One of the main objectives of DISCERN (cf. D 1.3) is to enable European DSOs to share their experiences gained in existing Smart Grid solutions. In that way, all DSOs involved in the project (and also other European utilities) will learn from existing solutions in order to identify the optimal level of intelligence in their distribution networks.
With the aim of achieving this goal, it is mandatory to define a common format to share the experiences gained in existing solutions. The use case templates can be used for defining this common format and therefore should facilitate the learning process in DISCERN. Besides, given that these templates are based on international standards, the descriptions of the solutions could also be reused beyond the project
Use Case Template
DISCERN considers several Smart Grid sub-functionalities that can improve the management and control of distribution networks. In order to assess, implement and, possibly, simulate each sub-functionality, it is necessary to identify the requirements of the systems that provide such sub-functionality.
The template relies on the latest version of IEC 62559-2 standard. In order to make it easier for users to represent the Use Cases, it provides lists of elements (actors, scenario types or functions, and requirement types) that should be employed in different parts of the template. These lists of elements are based on existing standards and reports, such as: IEC 61968-1, IEC 61850, the ENTSO-E Role Model, and the IEC 62559-2 standard [IEC 62559-2].
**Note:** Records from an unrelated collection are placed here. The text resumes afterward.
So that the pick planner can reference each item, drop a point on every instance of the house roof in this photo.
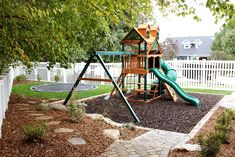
(134, 36)
(203, 50)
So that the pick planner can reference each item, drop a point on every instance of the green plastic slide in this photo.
(195, 101)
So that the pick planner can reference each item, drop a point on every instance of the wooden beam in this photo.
(96, 79)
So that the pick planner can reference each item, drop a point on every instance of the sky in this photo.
(173, 26)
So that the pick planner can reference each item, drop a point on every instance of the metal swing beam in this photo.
(134, 116)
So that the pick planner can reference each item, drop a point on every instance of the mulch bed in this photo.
(179, 116)
(13, 142)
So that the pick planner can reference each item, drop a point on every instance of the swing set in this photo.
(141, 57)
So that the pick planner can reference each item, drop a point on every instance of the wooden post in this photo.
(146, 68)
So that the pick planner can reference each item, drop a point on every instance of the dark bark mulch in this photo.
(179, 116)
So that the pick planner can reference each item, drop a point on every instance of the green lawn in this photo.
(25, 89)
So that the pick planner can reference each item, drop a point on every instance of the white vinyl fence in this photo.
(6, 80)
(218, 75)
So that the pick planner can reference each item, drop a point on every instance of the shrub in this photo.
(76, 111)
(223, 126)
(44, 106)
(57, 78)
(21, 78)
(34, 132)
(39, 78)
(210, 145)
Use Case Template Structure
The DISCERN Use Case Template comprised the following points:
- Point 1: Description of the Use Case. This point provides an overall description of the Use Case, focusing on its objectives and scope; that is, mainly, which problems are to be resolved with this Use Case.
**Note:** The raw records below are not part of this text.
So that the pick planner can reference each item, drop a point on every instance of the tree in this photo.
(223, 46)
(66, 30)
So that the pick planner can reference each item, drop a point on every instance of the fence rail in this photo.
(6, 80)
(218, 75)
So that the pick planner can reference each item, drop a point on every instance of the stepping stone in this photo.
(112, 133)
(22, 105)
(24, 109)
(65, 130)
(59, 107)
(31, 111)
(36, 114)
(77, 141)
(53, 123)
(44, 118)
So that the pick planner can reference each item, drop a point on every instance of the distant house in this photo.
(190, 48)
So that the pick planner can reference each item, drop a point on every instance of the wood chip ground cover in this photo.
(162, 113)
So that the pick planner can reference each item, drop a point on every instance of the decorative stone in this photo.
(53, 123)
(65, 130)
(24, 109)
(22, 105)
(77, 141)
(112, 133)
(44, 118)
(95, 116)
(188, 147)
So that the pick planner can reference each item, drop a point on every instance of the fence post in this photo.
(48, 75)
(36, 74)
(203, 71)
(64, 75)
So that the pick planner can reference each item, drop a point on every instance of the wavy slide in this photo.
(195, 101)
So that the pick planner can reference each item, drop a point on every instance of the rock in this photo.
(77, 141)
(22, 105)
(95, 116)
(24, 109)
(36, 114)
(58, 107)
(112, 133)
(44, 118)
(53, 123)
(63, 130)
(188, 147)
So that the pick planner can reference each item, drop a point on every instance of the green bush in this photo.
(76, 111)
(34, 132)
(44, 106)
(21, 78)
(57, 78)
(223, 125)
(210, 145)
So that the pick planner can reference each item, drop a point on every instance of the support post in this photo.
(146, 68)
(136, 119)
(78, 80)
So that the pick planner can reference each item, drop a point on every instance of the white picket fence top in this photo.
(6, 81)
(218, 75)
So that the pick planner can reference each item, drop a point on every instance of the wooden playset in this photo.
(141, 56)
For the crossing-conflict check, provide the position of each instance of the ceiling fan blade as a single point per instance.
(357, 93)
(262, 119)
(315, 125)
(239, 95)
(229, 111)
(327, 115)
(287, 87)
- Point 2: Diagrams. In this point, experts created diagrams that facilitate the understanding of the Use Case. DISCERN Use Case Template proposes two well-known diagrams for defining system requirements: Use Case diagram and Sequence diagram.
- Point 3: Technical Details. The technical details of the template refer to: the list of actors involved in the Use Case, the events that trigger the Use Case, the related standards and reports, and key data for classifying and comparing Use Cases.
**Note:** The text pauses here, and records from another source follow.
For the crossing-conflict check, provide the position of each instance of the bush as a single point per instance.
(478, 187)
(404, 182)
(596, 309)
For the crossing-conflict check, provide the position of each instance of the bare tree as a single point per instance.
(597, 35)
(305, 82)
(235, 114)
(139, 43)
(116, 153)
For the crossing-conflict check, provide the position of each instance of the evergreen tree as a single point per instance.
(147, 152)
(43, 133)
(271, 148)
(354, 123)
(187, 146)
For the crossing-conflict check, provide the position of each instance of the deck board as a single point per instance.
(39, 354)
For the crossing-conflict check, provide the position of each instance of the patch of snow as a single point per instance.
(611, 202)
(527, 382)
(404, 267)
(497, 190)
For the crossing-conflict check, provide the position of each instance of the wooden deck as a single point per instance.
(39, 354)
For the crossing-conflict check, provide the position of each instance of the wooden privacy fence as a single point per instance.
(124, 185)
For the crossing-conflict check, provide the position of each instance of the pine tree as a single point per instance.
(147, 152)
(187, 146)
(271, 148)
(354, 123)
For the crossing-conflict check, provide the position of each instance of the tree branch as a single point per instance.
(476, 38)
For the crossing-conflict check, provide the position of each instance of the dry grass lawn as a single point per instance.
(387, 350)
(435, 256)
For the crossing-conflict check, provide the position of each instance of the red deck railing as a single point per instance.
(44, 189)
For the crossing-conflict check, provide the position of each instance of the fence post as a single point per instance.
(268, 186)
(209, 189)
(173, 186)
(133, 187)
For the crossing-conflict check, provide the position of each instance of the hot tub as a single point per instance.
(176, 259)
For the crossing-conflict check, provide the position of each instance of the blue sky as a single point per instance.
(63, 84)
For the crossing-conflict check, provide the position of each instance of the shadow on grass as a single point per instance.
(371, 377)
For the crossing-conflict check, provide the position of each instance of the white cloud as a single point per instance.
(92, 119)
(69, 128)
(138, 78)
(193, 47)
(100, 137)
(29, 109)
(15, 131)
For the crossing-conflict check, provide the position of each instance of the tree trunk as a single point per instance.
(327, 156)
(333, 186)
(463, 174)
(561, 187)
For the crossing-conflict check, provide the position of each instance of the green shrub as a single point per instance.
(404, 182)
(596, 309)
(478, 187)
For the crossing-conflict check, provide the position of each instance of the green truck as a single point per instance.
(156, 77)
- Point 4: Step by Step Analysis of the Use Case. It details the sequence of activities required to realize the Use Case.
- Point 5: Information Exchanged. This point summarizes the information exchanges between actors within the Use Case.
- Point 6: Requirements. Describes the non-functional requirements of the steps defined in the Step by Step Analysis of the Use Case.
- Point 7: Common Terms and Definitions. In this point experts can include specific terms key to understand the Use Case.
- Point 8: Key Performance Indicators (KPI). Finally, the DISCERN Use Case template extends the IEC 62559-3 template with one additional point for representing the Key Performance Indicators (KPI) that will be used to assess the solutions that realize the Use Case.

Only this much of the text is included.